Senate bill boosts PEPs, eases fixes for plans with automatic features 

May 24, 2021

New bipartisan Senate legislation aims to encourage more small-business retirement plans by expanding the availability of pooled employer plans (PEPs) to 403(b) plans and extending the small-employer start-up tax credit for new plans to employers that join an existing PEP or multiple-employer plan (MEP), regardless of when they join. The bill also provides a penalty-free grace period to correct reasonable errors in administering automatic enrollment and automatic escalation features and allows certain retroactive plan amendments to boost benefits.

Bill revives prior proposals

The Improving Access to Retirement Savings Act, introduced on May 19 by Sens. Chuck Grassley, R-IA, Maggie Hassan, D-NH, and James Lankford, R-OK, will “build off the successful implementation of the SECURE Act,” the lawmakers said in a press release announcing the legislation, which they first offered in the prior Congress. The Senate bill’s provisions are also included in a much larger bipartisan House package of retirement reforms — the Securing a Strong Retirement Act of 2021 (HR 2954) — that unanimously passed the Ways and Means Committee earlier this month.
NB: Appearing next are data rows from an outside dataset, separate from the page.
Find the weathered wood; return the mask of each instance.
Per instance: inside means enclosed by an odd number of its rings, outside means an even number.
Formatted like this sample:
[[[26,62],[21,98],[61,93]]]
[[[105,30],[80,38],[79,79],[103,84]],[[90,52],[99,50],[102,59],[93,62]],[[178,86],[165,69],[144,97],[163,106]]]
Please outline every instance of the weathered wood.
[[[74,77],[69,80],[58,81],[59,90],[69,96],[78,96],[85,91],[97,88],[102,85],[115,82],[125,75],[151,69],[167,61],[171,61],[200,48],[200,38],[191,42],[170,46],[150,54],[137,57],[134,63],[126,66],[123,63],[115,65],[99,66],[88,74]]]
The three senators sit on the Senate Finance Committee, which is expected to consider a similarly broad retirement package this year — the Retirement Security and Savings Act (RSSA), introduced on May 21. Although unlikely to move forward in a stand-alone measure, the reforms in the smaller bill have an excellent chance of getting folded into RSSA and included in any final legislation Congress might pass.

Provisions encourage pooled employer plans

Two provisions in the bill aim to encourage PEPs:

  • MEP reforms expanded. The SECURE Act’s PEP provisions would expand to cover nongovernmental 403(b) plans.
  • Start-up credits extended to MEPs, PEPs. Small employers that join a MEP or PEP could claim the current retirement plan start-up tax credit for their first three years in the MEP or PEP, regardless of how long the MEP or PEP has existed.

Easier fixes for automatic features, retroactive amendments allowed

The bill’s other provisions would ease plan administration in two ways for employers of all sizes:

  • Safe harbor corrections for elective deferral failures. The bill would give plans 9-1/2 months after the end of the plan year to correct — without penalty — reasonable errors in administering automatic enrollment and automatic escalation features.
  • Retroactive benefit-accrual amendments allowed. Retroactive amendments to increase benefits (except for matching contributions) for a plan year could be made by the due date of the employer’s tax return for the tax year that includes the plan year. This would give existing plans the same flexibility to retroactively enhance benefits as the SECURE Act provides for employers to retroactively sponsor new plans.